Reform der Schuldenregel nötig
Wirtschaftlich gesehen sollte die Schuldenregel möglichst bald reformiert werden. Der Bedarf für zusätzliche Investitionen ist da. Politisch mag eine Reform bis zur nächsten Bundestagswahl im Herbst 2025 kaum durchsetzbar sein. Auch wenn der erhebliche Sparbedarf für den Bundeshaushalt 2025 die Diskussion noch einmal anheizen dürfte, haben Union und FDP offenbar kaum einen Anreiz, sich vor dem Wahltermin im Herbst 2025 auf eine Reform des Fiskalkorsetts einzulassen.

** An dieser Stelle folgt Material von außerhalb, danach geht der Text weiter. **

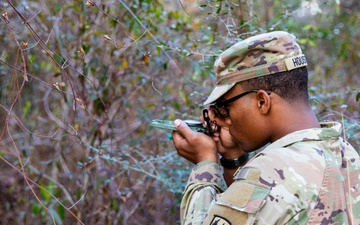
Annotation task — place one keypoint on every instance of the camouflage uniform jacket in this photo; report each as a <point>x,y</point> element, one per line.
<point>307,177</point>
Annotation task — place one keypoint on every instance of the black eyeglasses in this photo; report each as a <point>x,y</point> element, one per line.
<point>221,107</point>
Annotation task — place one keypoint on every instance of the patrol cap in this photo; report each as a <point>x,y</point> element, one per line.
<point>256,56</point>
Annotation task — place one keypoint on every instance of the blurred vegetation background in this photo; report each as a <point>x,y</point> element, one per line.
<point>80,81</point>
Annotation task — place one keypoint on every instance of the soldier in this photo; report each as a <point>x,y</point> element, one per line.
<point>304,174</point>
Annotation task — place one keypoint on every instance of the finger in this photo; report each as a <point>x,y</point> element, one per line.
<point>183,129</point>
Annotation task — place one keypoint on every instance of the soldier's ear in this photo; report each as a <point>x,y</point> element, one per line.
<point>263,101</point>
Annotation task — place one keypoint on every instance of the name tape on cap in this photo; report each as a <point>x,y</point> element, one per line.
<point>295,62</point>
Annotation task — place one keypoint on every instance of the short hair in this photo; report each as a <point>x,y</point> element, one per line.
<point>290,85</point>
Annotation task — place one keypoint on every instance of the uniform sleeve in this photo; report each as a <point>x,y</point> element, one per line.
<point>205,182</point>
<point>241,202</point>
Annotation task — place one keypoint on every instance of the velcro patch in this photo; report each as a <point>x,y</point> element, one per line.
<point>295,62</point>
<point>219,220</point>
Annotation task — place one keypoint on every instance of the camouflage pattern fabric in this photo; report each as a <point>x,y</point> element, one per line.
<point>256,56</point>
<point>307,177</point>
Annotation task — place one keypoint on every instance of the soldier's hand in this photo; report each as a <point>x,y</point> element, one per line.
<point>194,146</point>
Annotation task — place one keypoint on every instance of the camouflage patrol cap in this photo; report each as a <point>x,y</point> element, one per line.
<point>256,56</point>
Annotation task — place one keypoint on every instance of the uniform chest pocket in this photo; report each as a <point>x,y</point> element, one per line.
<point>244,196</point>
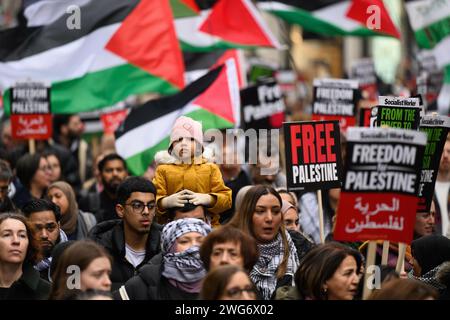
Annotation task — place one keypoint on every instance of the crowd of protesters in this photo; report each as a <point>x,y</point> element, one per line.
<point>74,227</point>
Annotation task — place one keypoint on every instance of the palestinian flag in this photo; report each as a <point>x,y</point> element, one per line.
<point>212,99</point>
<point>430,21</point>
<point>198,64</point>
<point>122,48</point>
<point>226,24</point>
<point>331,17</point>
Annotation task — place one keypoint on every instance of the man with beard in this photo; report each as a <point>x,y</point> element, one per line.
<point>113,171</point>
<point>67,130</point>
<point>133,239</point>
<point>43,217</point>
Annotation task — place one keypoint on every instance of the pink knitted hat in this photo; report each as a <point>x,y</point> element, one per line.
<point>186,127</point>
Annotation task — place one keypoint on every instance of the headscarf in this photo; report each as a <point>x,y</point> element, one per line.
<point>264,273</point>
<point>431,251</point>
<point>185,269</point>
<point>70,218</point>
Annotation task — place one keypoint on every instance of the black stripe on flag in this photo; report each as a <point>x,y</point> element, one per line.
<point>94,15</point>
<point>155,109</point>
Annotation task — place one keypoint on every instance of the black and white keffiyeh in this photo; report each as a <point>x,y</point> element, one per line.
<point>185,269</point>
<point>271,255</point>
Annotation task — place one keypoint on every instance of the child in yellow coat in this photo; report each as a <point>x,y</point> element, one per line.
<point>184,175</point>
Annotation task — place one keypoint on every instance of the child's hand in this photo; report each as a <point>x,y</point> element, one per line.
<point>177,199</point>
<point>203,199</point>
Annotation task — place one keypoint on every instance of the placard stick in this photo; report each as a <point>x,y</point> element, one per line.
<point>385,255</point>
<point>32,146</point>
<point>321,228</point>
<point>401,257</point>
<point>370,261</point>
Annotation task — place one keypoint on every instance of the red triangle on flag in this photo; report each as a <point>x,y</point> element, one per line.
<point>147,39</point>
<point>363,10</point>
<point>218,98</point>
<point>238,21</point>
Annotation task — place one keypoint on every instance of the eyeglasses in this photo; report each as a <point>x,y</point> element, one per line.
<point>138,206</point>
<point>236,293</point>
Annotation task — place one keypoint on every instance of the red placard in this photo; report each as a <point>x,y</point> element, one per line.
<point>111,121</point>
<point>31,126</point>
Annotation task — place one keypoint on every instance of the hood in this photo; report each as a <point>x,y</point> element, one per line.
<point>443,274</point>
<point>164,157</point>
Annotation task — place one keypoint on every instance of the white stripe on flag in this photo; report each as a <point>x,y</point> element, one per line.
<point>442,52</point>
<point>336,15</point>
<point>69,61</point>
<point>148,135</point>
<point>426,12</point>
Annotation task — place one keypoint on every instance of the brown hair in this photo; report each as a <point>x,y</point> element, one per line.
<point>216,281</point>
<point>404,289</point>
<point>80,254</point>
<point>70,218</point>
<point>243,219</point>
<point>249,248</point>
<point>31,252</point>
<point>319,265</point>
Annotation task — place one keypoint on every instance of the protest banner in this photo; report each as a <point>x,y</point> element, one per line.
<point>336,99</point>
<point>30,112</point>
<point>379,195</point>
<point>436,128</point>
<point>363,70</point>
<point>313,158</point>
<point>262,106</point>
<point>397,112</point>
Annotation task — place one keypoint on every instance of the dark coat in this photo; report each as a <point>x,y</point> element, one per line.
<point>149,284</point>
<point>30,286</point>
<point>110,234</point>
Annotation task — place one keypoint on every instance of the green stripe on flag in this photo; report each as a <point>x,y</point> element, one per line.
<point>309,22</point>
<point>181,10</point>
<point>103,88</point>
<point>138,163</point>
<point>429,36</point>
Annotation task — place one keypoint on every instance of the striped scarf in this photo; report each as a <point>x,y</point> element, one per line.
<point>271,255</point>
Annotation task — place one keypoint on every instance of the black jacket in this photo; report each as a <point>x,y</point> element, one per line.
<point>30,286</point>
<point>110,234</point>
<point>149,284</point>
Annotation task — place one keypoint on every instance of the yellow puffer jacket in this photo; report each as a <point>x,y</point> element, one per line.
<point>204,177</point>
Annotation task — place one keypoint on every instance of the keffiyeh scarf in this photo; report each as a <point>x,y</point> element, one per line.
<point>271,255</point>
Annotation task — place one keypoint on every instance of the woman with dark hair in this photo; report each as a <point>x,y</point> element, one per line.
<point>18,279</point>
<point>93,263</point>
<point>177,272</point>
<point>74,222</point>
<point>429,253</point>
<point>228,282</point>
<point>260,216</point>
<point>55,164</point>
<point>229,245</point>
<point>329,272</point>
<point>33,172</point>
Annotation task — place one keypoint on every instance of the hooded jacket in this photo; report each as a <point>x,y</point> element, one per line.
<point>202,177</point>
<point>110,234</point>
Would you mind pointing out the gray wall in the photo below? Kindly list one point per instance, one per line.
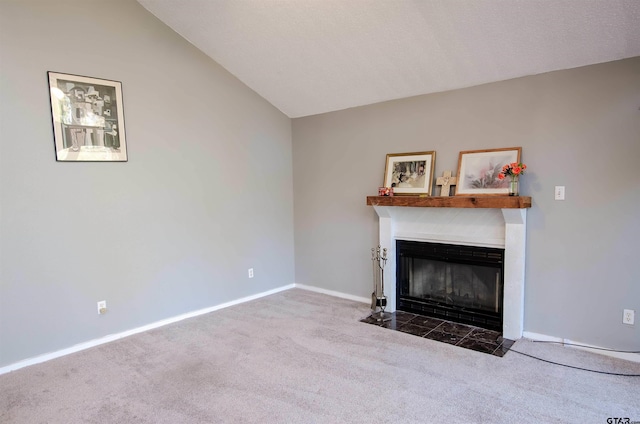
(579, 128)
(207, 191)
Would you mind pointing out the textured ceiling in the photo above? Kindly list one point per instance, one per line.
(314, 56)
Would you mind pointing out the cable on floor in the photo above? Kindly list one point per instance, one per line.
(577, 368)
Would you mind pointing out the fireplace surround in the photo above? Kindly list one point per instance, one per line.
(451, 282)
(491, 221)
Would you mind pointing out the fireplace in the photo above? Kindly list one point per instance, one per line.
(489, 221)
(452, 282)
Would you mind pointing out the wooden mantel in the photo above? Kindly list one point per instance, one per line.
(497, 202)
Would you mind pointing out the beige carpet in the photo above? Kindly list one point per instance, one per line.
(303, 357)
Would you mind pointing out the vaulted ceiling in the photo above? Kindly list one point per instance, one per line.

Danach dürfte die Lage sich aber schlagartig ändern. Es ist kaum eine politische Konstellation denkbar, in der die Schuldenbremse in ihrer jetzigen Form die nächsten Koalitionsverhandlungen überstehen wird. Mit an Sicherheit grenzender Wahrscheinlichkeit wird jede neue Regierung wieder ein Bündnis von mindestens jeweils einer Mitte-Rechts- und einer Mitte-Links-Partei sein müssen. Gerade angesichts des Zwanges zur späteren Tilgung der bereits aufgelaufenen Sonderschulden werden SPD und/oder die Grünen kaum einen Kandidaten der Union zum Kanzler wählen, wenn sie dafür im Koalitionsvertrag kräftigen Einschnitten bei den Sozialausgaben zustimmen müssten.
Auch wenn Vorschläge für eine bessere Schuldenbremse bis zum Herbst 2025 politisch wahrscheinlich kaum umsetzbar sind, ist es für Volkswirte, Politiker und Wähler besser, sich darüber bereits vorher Gedanken zu machen. Sonst bestünde die Gefahr, dass in den Koalitionsverhandlungen im Spätherbst 2025 mit heißer Nadel neue Regeln gestrickt werden, die dann wiederum nicht hinreichend sachgerecht sind.